In their natural state, the eggs are colourless. After processing, the eggs may be cream-coloured, pinkish-white, or white, with the eggs generally 3–4 mm in diameter. Some snail eggs may measure at 3–6 mm in diameter. Some commercial snail farms that produce escargot include the production of snail caviar as a part of their operations.

==Characteristics==
The raw snail eggs have a slick shell that is delicate and breakable. They are sometimes pasteurised to preserve them. However, the pasteurisation of snail eggs has been described as having a tarnishing effect upon their flavour. Some preserved versions are processed and jarred without the use of pasteurisation, using brine as a preservative. Some producers use a flavoured brine to add flavour to the product.

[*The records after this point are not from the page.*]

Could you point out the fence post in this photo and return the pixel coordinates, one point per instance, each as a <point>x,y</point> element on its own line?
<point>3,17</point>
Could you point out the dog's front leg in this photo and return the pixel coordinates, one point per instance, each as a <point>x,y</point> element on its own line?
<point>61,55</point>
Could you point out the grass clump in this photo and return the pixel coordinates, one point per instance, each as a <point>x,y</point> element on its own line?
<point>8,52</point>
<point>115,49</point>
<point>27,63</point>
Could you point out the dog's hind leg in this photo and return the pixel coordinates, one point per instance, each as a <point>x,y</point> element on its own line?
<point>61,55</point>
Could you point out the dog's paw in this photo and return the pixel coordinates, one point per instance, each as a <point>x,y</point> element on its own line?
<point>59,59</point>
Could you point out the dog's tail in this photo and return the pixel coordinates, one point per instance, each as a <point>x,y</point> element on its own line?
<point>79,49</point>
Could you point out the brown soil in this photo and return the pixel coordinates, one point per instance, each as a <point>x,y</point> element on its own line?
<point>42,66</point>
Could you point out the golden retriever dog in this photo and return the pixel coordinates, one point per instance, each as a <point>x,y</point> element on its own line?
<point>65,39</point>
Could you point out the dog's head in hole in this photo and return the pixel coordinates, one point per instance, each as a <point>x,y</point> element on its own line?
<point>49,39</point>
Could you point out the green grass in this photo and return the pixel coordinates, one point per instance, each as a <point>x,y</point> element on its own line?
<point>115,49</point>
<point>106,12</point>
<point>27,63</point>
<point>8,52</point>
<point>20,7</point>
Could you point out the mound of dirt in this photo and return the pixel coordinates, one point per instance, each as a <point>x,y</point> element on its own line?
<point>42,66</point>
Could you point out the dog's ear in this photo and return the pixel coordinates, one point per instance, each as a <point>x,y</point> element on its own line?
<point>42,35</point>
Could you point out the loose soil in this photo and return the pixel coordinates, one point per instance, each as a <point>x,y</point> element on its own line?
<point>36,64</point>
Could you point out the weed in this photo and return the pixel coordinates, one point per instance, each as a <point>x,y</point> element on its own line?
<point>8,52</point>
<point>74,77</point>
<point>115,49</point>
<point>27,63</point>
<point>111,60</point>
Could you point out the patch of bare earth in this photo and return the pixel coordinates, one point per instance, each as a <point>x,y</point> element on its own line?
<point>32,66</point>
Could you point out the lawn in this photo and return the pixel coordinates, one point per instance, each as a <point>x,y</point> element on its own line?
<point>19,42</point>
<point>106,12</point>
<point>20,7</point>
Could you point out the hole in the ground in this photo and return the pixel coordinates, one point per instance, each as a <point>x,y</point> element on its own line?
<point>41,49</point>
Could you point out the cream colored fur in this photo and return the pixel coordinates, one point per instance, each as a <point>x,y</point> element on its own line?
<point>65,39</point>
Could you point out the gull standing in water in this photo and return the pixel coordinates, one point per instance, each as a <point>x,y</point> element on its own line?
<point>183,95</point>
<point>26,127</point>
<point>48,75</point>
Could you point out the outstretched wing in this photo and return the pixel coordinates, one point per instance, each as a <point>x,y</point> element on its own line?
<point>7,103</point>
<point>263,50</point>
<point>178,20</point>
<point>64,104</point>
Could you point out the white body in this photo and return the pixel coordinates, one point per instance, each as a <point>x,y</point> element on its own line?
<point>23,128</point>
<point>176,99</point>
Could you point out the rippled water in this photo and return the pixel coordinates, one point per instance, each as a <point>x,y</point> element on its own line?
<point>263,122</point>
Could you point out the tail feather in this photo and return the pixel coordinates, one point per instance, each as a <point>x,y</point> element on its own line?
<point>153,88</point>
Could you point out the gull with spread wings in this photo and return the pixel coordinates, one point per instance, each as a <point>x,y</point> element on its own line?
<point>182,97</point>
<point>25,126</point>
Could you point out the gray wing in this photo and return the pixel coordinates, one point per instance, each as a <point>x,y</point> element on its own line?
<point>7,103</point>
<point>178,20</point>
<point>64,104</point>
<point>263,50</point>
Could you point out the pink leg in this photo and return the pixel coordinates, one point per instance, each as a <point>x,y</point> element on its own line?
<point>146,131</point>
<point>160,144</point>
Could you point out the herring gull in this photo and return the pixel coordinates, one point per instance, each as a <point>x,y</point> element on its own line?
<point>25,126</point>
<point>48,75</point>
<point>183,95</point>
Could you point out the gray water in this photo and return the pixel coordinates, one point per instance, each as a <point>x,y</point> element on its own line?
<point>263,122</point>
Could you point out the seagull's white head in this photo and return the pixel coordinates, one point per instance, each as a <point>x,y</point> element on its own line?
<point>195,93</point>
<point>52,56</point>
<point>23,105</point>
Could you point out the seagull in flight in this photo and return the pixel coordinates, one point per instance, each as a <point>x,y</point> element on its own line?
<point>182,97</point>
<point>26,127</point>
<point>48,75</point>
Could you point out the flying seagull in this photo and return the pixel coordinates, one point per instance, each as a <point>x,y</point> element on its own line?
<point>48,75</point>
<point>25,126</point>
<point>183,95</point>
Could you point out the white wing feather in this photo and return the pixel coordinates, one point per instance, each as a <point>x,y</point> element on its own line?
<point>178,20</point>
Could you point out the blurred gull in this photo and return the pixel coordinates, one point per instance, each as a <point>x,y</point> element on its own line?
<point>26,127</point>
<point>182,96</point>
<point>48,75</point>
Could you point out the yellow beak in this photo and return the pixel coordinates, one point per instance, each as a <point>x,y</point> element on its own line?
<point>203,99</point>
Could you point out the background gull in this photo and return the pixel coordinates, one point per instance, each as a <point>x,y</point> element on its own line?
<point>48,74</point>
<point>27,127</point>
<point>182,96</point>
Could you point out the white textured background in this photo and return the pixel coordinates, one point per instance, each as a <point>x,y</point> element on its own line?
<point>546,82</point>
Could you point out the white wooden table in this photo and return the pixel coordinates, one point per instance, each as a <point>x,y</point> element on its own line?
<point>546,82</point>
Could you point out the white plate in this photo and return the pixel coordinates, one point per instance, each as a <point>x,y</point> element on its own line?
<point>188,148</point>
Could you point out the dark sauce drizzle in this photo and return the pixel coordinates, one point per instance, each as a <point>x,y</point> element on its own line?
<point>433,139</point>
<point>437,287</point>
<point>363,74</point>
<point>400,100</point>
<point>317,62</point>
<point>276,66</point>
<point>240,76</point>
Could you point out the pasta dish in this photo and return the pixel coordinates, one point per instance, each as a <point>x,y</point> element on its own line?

The flavour of snail caviar has been described as being reminiscent of "baked asparagus", or "baked mushroom" with a "subtle" flavour with "woody notes", as having a "strong earthy" flavour, and as being crunchier than fish egg caviar. It may be served as other caviars are, with toast points, sour cream and champagne. It may also be served in soups.

==Snail farms==
Snail farming is referred to as heliciculture, and includes the process of farming or raising land snails specifically for human consumption. Some commercial snail farms collect and process snail caviar, which is then jarred and marketed to consumers. Sometimes the snails are raised and kept in temperature, lighting and climate controlled conditions to encourage maximal reproduction, which produces the eggs. Since snails are hermaphroditic (having both male and female sexual organs), all can produce eggs. Snails typically bury their eggs in soil after they are laid.

One method of harvesting the eggs involves placing the snails in boxes that have soil and sand in them, whereupon the eggs are gathered. Snail egg output is meagre when compared to fish roe production such as that from sturgeon. As a comparison, one snail typically lays approximately four grams of eggs annually, whereas one sturgeon may have up to 40 lb of eggs.

==Market==
In August 1987 in the United States, the Brut d'Escargot brand of snail caviar was reported as having a retail market value of 40 $/oz. At that time, the retail price was similar to that of Beluga caviar. In December 2007, a 50-gram jar of De Jaeger brand snail caviar, produced at a snail farm in Soissons, France, retailed for €80. In September 2014, a 50-gram jar of Viennese Snails brand snail caviar, produced at a farm near Vienna, Austria, retailed for more than €150. A 50-gram jar equates to approximately two tablespoons of product. Some snail farms sell snail caviar directly to restaurants.